No Justice Without Love: Why Activism Must Be More Generous

In 2016, Frances Lee published a well-known essay called “Why I’ve Started to Fear my Fellow Social Justice Activists”. This was one of several watershed pieces that have been coming out over the past few years in response to “cancel culture” and the increasing patterns of bullying, fanaticism, and de-platforming that has occurred in social justice movements.

In the essay, titled “No Justice without love: why activism must be more generous”, Lee goes further into their understanding of what really matters in our pursuit of a just world and why we need to operate out of love and humility rather than reducing our activism to outrage, cruelty and contempt.

What makes this piece particularly powerful is that Lee, a transgender intersectional activist and cultural studies scholar, has identified the cult-like elements that have crept into many of today’s social justice movements. The following passage about how information and dogmas are shared in these movements sums this up:

“But the way they [ideas for change] are presented, re-shared and absorbed into activist culture as infallible gospel truths removes people’s agency to think for themselves.

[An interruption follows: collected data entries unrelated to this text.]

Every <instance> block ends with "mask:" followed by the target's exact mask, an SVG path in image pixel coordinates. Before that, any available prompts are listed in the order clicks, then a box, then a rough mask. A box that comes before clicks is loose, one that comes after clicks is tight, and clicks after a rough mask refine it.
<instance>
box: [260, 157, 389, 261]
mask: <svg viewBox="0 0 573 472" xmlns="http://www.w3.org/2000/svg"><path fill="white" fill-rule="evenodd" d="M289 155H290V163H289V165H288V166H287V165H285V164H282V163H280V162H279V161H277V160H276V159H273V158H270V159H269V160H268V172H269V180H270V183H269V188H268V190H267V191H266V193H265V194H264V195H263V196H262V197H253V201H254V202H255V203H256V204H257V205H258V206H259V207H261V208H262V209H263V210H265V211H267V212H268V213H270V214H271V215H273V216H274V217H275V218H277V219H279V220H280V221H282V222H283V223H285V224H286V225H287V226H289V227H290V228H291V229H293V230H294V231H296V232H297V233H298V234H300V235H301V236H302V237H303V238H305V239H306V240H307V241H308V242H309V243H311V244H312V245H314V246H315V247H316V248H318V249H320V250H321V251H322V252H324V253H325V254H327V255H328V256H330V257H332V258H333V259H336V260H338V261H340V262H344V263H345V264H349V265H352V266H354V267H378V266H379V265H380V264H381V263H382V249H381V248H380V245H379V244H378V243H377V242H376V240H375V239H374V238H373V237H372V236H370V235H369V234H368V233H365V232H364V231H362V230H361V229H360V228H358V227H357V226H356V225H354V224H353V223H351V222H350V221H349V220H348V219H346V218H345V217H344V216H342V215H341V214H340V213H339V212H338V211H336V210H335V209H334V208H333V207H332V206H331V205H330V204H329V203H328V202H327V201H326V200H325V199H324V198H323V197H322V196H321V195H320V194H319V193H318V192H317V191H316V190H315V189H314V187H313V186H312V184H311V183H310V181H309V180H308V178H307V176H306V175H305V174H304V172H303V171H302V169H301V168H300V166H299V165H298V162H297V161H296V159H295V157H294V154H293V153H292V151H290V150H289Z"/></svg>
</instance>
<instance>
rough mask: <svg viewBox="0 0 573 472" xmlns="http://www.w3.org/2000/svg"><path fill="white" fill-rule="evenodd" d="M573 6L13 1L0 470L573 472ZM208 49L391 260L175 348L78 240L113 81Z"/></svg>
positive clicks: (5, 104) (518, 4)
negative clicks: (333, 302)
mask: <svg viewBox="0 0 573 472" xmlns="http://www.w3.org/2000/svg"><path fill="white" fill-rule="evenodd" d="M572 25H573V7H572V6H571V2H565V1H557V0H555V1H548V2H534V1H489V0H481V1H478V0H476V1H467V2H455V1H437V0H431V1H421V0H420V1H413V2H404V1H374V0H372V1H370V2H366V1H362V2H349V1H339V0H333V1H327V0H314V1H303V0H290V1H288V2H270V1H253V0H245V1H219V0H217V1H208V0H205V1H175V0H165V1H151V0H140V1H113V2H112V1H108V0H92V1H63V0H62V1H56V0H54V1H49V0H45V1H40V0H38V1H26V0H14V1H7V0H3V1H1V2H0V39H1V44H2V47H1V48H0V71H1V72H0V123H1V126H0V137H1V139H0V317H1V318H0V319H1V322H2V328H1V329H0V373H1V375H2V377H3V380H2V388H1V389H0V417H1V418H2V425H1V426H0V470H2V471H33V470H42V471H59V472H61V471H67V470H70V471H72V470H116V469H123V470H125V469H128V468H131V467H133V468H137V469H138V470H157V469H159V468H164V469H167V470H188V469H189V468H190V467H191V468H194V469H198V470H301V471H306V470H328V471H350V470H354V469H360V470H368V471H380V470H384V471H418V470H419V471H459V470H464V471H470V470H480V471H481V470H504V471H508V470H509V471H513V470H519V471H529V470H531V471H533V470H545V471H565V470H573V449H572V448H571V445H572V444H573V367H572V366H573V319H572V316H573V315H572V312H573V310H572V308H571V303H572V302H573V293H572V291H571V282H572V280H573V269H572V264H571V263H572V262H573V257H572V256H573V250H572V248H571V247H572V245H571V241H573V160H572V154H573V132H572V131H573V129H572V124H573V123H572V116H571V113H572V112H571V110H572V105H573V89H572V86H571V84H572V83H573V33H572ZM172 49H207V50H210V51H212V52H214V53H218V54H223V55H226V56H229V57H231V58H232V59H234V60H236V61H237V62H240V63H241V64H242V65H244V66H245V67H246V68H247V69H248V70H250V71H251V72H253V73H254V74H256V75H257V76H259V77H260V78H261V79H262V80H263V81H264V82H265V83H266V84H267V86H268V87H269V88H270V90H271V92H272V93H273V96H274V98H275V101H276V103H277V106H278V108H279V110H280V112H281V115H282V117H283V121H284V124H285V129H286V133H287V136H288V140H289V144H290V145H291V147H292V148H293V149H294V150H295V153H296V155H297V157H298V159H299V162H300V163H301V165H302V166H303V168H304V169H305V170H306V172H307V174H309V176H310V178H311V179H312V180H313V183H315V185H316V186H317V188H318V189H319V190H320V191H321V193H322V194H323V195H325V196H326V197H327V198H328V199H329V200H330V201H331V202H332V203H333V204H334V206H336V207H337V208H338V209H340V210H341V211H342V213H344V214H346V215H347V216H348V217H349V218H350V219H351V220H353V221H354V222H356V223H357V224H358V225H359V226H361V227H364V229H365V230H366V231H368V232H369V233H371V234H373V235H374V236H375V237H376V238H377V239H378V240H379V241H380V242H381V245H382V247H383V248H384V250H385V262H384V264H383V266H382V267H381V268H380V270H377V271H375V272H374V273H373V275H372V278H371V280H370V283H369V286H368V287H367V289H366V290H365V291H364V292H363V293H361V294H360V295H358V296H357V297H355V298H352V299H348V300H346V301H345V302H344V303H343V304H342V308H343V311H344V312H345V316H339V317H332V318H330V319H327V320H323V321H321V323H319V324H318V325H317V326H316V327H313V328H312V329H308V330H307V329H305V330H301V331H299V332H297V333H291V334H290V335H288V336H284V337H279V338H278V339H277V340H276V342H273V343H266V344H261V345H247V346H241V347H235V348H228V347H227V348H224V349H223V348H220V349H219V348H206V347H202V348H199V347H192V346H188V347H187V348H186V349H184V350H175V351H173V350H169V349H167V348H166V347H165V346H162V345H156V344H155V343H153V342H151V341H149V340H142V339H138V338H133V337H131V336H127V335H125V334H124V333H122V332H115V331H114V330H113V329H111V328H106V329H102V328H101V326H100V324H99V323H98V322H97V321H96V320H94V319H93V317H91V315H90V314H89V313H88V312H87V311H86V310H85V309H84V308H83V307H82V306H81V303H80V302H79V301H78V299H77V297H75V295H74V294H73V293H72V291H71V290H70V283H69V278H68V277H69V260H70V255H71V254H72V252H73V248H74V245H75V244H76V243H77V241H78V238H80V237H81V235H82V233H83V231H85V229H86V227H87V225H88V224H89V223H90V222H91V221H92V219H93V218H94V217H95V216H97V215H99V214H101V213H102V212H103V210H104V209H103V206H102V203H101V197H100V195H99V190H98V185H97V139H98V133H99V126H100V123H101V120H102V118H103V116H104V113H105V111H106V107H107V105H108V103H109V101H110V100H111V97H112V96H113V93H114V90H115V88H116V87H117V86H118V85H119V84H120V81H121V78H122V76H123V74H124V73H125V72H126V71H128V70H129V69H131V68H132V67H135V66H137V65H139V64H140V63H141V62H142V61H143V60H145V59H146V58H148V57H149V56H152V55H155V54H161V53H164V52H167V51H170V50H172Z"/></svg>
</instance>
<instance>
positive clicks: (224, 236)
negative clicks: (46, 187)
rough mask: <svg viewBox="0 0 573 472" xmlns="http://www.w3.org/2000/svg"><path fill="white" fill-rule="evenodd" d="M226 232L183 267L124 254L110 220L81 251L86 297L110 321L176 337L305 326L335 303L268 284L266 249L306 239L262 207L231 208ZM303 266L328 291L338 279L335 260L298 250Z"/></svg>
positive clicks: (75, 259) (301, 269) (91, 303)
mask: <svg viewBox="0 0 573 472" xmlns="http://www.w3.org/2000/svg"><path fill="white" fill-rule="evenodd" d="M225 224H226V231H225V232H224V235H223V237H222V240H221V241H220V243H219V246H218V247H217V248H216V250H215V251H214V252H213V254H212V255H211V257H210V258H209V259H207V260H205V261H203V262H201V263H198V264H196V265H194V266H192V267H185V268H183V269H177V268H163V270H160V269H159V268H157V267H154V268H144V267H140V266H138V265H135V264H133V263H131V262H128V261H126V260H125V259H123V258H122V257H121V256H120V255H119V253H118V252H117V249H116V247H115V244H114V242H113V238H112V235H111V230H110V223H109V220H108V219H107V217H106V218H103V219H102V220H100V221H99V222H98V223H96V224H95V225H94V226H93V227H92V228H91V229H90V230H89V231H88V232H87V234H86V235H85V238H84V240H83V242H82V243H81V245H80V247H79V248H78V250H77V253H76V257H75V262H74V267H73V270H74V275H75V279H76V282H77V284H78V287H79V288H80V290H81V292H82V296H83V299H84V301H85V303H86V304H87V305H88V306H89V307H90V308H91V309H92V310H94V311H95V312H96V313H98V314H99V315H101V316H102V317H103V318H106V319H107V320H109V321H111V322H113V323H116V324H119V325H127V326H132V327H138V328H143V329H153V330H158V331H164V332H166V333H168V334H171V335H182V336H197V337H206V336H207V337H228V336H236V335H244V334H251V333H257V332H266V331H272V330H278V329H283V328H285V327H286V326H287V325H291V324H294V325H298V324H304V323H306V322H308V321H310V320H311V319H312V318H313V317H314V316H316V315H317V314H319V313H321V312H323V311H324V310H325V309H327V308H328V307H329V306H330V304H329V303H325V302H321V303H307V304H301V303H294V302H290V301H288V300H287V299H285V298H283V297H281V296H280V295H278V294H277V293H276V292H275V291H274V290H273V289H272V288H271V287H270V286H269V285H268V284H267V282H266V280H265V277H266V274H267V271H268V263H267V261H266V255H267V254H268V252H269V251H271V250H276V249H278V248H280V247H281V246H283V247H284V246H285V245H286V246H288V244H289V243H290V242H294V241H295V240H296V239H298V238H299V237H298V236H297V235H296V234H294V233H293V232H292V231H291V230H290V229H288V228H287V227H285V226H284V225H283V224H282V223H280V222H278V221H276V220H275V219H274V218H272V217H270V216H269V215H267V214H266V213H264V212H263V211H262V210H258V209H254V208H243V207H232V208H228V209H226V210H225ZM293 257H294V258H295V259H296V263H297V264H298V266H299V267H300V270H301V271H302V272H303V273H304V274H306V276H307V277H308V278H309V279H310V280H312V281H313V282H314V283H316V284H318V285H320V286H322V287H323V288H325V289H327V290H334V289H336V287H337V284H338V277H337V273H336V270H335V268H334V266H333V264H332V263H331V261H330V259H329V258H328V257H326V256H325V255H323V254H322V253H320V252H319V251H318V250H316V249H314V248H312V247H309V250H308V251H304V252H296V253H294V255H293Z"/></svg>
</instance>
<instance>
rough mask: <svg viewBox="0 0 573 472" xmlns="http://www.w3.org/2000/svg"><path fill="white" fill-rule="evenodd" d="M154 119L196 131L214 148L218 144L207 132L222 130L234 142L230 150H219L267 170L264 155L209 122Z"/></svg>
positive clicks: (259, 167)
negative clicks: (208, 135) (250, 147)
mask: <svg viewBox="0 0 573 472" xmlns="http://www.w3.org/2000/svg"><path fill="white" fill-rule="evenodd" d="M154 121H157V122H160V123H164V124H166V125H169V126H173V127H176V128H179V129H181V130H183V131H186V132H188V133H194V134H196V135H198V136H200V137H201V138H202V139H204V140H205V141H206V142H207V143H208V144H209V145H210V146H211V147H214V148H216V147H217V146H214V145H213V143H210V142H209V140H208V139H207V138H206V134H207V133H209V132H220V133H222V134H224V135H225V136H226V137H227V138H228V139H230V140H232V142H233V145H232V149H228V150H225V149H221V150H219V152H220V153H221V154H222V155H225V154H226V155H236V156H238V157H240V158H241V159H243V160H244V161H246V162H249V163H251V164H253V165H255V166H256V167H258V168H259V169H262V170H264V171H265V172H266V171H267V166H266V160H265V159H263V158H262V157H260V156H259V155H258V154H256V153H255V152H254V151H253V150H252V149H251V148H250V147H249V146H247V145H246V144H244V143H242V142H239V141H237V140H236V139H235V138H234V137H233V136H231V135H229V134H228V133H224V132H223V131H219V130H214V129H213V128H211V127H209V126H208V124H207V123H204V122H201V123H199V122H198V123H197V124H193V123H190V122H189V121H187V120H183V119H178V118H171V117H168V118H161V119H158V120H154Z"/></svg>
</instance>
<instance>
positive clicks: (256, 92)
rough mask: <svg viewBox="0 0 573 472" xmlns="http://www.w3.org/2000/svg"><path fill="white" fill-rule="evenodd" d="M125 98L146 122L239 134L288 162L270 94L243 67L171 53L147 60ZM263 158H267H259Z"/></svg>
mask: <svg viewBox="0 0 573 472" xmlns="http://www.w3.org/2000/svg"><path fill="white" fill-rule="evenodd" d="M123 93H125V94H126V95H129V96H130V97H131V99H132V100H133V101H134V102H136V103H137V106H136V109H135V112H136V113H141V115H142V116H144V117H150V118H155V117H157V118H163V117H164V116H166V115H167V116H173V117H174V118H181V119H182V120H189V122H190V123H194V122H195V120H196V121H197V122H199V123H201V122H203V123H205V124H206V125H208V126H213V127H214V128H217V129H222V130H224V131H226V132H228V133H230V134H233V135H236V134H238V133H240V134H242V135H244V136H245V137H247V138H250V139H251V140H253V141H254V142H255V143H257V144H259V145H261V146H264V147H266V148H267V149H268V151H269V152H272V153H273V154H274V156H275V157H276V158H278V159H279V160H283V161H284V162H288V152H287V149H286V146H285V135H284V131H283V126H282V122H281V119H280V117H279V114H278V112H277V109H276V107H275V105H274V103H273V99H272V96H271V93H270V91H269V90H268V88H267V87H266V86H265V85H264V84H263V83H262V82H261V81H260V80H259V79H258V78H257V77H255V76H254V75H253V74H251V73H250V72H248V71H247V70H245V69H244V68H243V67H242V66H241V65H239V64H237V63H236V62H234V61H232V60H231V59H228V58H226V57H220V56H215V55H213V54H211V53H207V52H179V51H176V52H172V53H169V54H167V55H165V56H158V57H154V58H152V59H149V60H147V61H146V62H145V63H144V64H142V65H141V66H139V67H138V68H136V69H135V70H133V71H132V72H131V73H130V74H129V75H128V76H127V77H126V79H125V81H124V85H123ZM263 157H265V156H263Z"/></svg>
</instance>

I want to be a member of a thriving and diverse social movement, not a cult or a religion.”

“Furthermore”, they continue, “I worry that identity is being deployed as a way to separate people rather than to create coalitions to work together en masse.”

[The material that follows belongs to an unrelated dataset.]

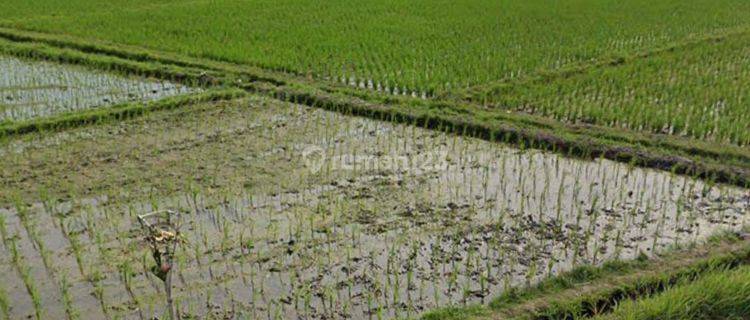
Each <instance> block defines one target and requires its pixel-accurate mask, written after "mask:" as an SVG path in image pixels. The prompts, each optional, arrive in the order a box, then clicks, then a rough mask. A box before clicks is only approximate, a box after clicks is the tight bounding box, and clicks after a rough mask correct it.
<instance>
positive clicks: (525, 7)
mask: <svg viewBox="0 0 750 320" xmlns="http://www.w3.org/2000/svg"><path fill="white" fill-rule="evenodd" d="M748 6H749V5H748V4H747V2H745V1H741V0H719V1H718V2H717V1H716V0H713V1H710V0H690V1H677V0H660V1H656V2H654V1H646V0H636V1H625V2H623V1H614V0H606V1H600V0H566V1H556V2H552V3H550V2H548V1H540V0H535V1H510V0H503V1H491V0H462V1H434V0H420V1H404V0H388V1H377V2H373V1H358V2H357V3H356V5H352V3H351V2H350V1H341V0H335V1H326V2H325V3H324V4H321V3H317V2H310V1H300V0H283V1H278V0H274V1H270V0H253V1H240V0H224V1H207V0H199V1H156V2H154V1H151V2H148V3H144V2H143V1H127V2H124V1H113V2H112V1H110V2H108V3H106V4H102V3H101V2H98V1H92V0H76V1H68V2H66V3H65V4H64V5H63V4H60V3H58V2H56V1H51V0H38V1H32V2H28V1H5V2H3V4H0V12H3V13H4V14H3V17H2V18H0V25H2V26H8V27H13V28H20V29H29V30H37V31H43V32H48V33H56V34H65V35H73V36H78V37H81V38H85V39H86V40H89V41H91V40H98V41H101V42H105V43H119V44H129V45H135V46H141V47H149V48H153V49H159V50H164V51H172V52H177V53H181V54H186V55H190V56H195V57H203V58H211V59H218V60H224V61H232V62H238V63H243V64H252V65H257V66H262V67H265V68H269V69H273V70H282V71H287V72H293V73H297V74H303V75H310V76H312V77H314V78H317V79H320V80H323V79H329V80H331V81H343V82H346V83H350V82H351V83H356V84H364V85H367V84H368V83H371V84H372V85H373V86H374V87H377V86H380V87H381V88H388V90H389V91H390V92H396V91H397V92H400V93H410V94H411V93H414V94H416V95H422V94H427V95H432V94H439V93H442V92H446V91H447V92H451V91H454V90H456V89H461V88H465V87H468V86H473V85H480V84H484V83H487V82H491V81H496V80H500V79H515V78H518V77H523V76H525V75H529V74H533V73H535V72H537V71H539V70H550V69H557V68H560V67H564V66H567V65H571V64H578V63H588V62H590V61H591V60H596V59H599V58H601V57H602V56H611V55H623V54H624V55H628V54H634V53H638V52H643V51H649V50H650V49H653V48H655V47H661V46H663V45H664V44H668V43H672V42H680V41H682V40H684V39H688V38H693V37H698V36H702V35H706V34H714V33H717V32H719V33H720V32H722V31H723V30H727V29H736V28H743V27H748V24H747V21H748V12H750V7H748ZM467 17H471V18H470V19H467Z"/></svg>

Lee’s new book, Toward An Ethics of Activism: A Community Investigation of Humility, Grace and Compassion in Movements for Justice, addresses the “relational aggression” that is common in these movements and explores some of the ways in which the inevitable conflicts can be surfaced, understood, and healed.

If the book reflects the basic outlook of this essay, it could become another piece of the emerging canon for a social justice reformation.